May Day, Awas Provokasi
Oleh: Ardian Wiwaha )*
Mayday merupakan peringatan hari buruh yang lahir dari berbagai rentetan perjuangan kelas pekerja untuk meraih kendali ekonomi politik dan hak-hak industrial. Perkembangan kapitalisme industri di awal abad 19 menandakan perubahan drastis ekonomi-politik, terutama di negara-negara kapitalis di Eropa Barat dan Amerika Serikat.
Pengetatan disiplin dan pengintensifan jam kerja, seperti buruknya kondisi kerja di pabrik-pabrik dan minimnya upah yang diberikan, melahirkan sebuah insiatif perlawanan dari kelompok dan kalangan buruh serta kelas pekerja.
Namun demikian, beda dulu beda juga sekarang. Peringatan hari buruh yang pada mulanya dikenal sebagai hari dimana hampir semua buruh yang terorganisir ke dalam serikat pekerja melakukan aksi turun kejalan, unjuk rasa, hingga demonstrasi yang terstigma rusuh dan menggangu pengendara lalu lintas, kini telah berubah sejalan dengan ide dan kreatifitas para elit politik Indonesia.
Tahun ini, di era kepemimpinan Presiden Joko Widodo, melalui Menteri Ketenagakerjaan RI Hanif Dhakiri, pemerintah Indonesia berupaya mengubah bentuk dan budaya peringatan May Day menjadi sebuah hari peringatan yang cenderung menciptakan kegiatan dan aktifitas produktif dan menyenangkan bagi semuanya. Melalui surat kepada seluruh Kepala Daerah se Indonesia nomor B.122/M.NAKER/PHIJSK-KKHI/IV/2017 berisikan tentang himbauan agar pelaksanaan peringatan May Day tahun 2017 tetap kondusif dan berlangsung dengan suasana kekeluargaan, aman, dan harmonis, dalam beberapa kesempatan Menteri yang merupakan mantan aktivis tersebut, menginginkan sebuah transformasi dalam perayaan May Day, seperti halnya rencana peringatan May Day dibeberapa ibu kota provinsi di Indonesia yakni, Samarinda, Semarang, Surabaya, Palembang, dan beberapa kota besar lainnya, yang cenderung difasilitasi oleh Disnakertrans, Apindo, dan stakeholder lain untuk berkonsentrasi dalam mengisi hari libur para buruh dengan kegiatan positif seperti donor darah, cek kesehatan gratis, pesta rakyat, jalan santai, serta yang pasti dilengkapi dengan berbagai hiburan dan doorprize.
Namun demikian, tak dapat dipungkiri bahwa beberapa kelompok/serikat buruh lainnya tetap akan membalut peringatan May Day dengan aksi unjuk rasa dan mimbar bebas dalam menyuarakan tuntutan buruh secara umum, seperti aksi longmarch di Bundaran Hotel Indonesia hingga patung kuda dibilangan kawasan Monas.

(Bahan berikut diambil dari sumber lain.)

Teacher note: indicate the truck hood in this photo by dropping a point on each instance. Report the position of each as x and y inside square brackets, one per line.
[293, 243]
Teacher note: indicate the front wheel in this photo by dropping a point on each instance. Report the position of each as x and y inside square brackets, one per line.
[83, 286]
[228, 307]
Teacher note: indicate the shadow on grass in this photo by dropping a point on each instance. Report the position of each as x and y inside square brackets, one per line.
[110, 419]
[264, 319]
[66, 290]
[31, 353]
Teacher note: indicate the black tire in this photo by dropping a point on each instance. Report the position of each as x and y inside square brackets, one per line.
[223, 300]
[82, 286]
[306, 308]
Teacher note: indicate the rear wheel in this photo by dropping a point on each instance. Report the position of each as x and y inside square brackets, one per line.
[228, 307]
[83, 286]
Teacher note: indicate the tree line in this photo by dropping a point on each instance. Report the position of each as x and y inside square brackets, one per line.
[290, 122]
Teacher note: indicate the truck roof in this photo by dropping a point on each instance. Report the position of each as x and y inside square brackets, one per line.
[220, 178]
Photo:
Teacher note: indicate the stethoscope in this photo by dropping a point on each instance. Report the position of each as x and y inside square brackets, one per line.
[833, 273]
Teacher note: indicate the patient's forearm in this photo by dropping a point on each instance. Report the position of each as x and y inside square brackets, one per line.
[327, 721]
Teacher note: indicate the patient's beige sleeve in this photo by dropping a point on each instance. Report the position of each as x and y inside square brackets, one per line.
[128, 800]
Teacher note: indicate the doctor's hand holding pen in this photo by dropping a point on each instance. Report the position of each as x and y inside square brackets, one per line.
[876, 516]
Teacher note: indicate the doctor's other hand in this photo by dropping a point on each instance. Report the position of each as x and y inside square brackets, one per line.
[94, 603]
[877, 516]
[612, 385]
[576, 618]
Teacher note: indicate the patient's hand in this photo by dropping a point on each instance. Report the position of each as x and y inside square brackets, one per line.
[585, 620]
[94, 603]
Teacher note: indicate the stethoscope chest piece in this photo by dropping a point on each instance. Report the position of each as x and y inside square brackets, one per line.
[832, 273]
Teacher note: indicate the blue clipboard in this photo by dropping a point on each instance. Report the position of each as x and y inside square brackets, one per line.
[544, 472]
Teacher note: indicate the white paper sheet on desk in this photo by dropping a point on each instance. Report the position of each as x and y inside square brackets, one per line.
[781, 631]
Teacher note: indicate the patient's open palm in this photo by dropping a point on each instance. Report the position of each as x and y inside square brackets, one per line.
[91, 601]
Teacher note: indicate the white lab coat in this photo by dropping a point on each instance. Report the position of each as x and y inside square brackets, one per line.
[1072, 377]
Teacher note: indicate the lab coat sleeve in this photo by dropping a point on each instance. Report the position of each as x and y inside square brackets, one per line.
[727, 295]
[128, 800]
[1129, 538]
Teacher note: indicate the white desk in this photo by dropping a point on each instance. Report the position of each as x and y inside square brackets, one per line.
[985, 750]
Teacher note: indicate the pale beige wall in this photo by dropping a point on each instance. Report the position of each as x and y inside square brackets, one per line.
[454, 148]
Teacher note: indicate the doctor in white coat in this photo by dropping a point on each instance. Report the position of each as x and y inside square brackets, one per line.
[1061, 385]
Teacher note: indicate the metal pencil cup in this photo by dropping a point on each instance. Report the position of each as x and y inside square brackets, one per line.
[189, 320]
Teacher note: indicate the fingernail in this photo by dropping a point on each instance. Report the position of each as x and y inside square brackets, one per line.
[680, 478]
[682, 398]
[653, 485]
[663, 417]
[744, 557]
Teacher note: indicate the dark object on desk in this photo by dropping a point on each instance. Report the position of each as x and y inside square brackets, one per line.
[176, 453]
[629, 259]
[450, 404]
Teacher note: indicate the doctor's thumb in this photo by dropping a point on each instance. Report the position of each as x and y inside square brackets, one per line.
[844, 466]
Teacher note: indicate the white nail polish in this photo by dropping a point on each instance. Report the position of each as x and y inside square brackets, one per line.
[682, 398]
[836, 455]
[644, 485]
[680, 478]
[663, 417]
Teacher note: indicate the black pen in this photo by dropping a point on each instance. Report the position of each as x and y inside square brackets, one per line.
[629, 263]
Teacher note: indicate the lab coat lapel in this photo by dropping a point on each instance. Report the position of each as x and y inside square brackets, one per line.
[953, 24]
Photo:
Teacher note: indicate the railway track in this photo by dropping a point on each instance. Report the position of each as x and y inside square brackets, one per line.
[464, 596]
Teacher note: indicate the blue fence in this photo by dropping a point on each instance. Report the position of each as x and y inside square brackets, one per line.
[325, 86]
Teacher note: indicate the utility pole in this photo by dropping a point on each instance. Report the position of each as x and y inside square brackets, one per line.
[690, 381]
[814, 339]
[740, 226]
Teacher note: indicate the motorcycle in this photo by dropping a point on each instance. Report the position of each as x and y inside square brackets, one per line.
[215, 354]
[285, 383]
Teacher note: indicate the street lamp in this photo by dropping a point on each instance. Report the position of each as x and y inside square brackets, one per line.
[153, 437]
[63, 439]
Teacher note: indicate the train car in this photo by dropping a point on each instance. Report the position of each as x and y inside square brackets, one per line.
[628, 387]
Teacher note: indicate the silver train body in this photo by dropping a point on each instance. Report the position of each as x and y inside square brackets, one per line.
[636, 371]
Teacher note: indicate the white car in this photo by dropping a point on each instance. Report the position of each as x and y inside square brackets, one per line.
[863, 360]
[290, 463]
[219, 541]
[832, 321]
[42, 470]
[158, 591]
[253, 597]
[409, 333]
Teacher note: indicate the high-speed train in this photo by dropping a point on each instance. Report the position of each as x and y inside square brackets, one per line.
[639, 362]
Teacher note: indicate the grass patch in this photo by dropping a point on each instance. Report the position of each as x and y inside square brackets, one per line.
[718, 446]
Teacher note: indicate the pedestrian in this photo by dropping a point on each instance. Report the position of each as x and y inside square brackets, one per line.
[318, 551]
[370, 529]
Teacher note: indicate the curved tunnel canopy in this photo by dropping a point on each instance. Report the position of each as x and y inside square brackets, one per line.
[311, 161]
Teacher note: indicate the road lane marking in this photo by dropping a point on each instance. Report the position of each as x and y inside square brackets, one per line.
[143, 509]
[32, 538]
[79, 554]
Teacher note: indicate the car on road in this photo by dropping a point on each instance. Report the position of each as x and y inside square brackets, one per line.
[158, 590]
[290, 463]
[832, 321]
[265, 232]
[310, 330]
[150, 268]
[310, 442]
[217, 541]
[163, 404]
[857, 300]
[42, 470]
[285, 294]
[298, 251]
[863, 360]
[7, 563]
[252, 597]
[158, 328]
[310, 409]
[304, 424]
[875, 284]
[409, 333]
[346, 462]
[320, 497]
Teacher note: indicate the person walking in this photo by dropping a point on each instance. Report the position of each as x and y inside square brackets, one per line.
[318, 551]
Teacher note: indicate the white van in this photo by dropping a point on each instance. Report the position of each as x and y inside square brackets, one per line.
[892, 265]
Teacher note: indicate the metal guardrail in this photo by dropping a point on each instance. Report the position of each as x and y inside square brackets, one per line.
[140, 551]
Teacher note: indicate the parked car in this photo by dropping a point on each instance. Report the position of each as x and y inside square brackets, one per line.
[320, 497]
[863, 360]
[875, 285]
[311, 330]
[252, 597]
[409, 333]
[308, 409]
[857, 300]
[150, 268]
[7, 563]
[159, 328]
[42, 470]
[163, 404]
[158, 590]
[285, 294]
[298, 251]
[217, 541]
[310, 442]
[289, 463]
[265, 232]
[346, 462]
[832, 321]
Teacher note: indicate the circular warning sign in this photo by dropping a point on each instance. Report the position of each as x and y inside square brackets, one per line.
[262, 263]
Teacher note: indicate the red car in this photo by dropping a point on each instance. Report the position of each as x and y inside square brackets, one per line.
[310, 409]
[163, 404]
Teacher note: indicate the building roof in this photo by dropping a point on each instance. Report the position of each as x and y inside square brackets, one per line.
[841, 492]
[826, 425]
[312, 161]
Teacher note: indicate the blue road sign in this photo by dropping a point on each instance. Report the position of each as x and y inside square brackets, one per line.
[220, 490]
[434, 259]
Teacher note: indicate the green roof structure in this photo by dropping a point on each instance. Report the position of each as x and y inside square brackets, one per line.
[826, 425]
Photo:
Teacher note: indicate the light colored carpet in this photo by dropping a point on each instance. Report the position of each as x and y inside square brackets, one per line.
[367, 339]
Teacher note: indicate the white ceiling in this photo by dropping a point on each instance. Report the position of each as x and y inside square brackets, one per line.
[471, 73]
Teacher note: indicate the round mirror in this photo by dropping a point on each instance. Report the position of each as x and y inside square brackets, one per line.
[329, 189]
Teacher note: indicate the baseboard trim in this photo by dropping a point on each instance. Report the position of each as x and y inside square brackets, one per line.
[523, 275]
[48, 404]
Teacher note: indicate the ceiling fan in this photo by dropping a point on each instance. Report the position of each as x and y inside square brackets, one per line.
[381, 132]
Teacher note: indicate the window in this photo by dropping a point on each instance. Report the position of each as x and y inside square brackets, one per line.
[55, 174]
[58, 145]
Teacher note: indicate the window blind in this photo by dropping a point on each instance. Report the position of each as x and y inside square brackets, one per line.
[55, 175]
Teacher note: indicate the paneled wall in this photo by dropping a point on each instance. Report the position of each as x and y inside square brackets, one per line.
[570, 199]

Karena apabila ditelaah lebih jauh, diera keterbukaan saat ini, sayang rasanya apabila hari libur buruh yang seharusnya digunakan untuk berbahagia malah justru digunakan untuk kegiatan-kegiatan yang kurang produktif. Hal ini disampaikan oleh Hanis Dhakiri, yang berpendapat bahwa sebuah aksi demo maupun unjuk rasa oleh buruh dalam memperjuangkan hak dan kepentingannya, seharusnya juga bisa dilakukan pada saat hari-hari biasa yang malah justru telah diatur dalam UU No. 9 Tahun 1998 tentang Kemerdekaan Menyampaikan Pendapat.
Disisi lain, meskipun beberapa pengurus Serikat Buruh Pusat layaknya Presiden Konfederasi Serikat Pekerja Indosnesia (KSPI) Said Iqbal dan Presiden Konfederasi Serikat Pekerja Seluruh Indonesia (KSPSI) Andi Gani Nena Wea telah berkomitmen dan menegaskan akan menggelar perayaan May Day dengan aksi yang aman dan kondusif, tidak ada salahnya apabila para pemangku keamanan layaknya Polisi dan TNI agar senantiasa mencermati perkembangan rencana aksi buruh pada peringatan May Day tahun 2017. Hal ini berkaca dari pengalaman pesta demokrasi dan kebebasan menyuarakan pendapat yang digelar dibeberapa aksi-aksi sebelumnya, karena momentum kebersamaan hingga aksi unjuk rasa yang digelar beberapa waktu silam, tak ayal rawan dimanfaatkan dan digeser oleh kelompok kepentingan guna mendeskreditkan peran pemerintah hingga memicu aksi kerusuhan.
Mari jadikan May Day sebagai hari kebahagiaan bersama.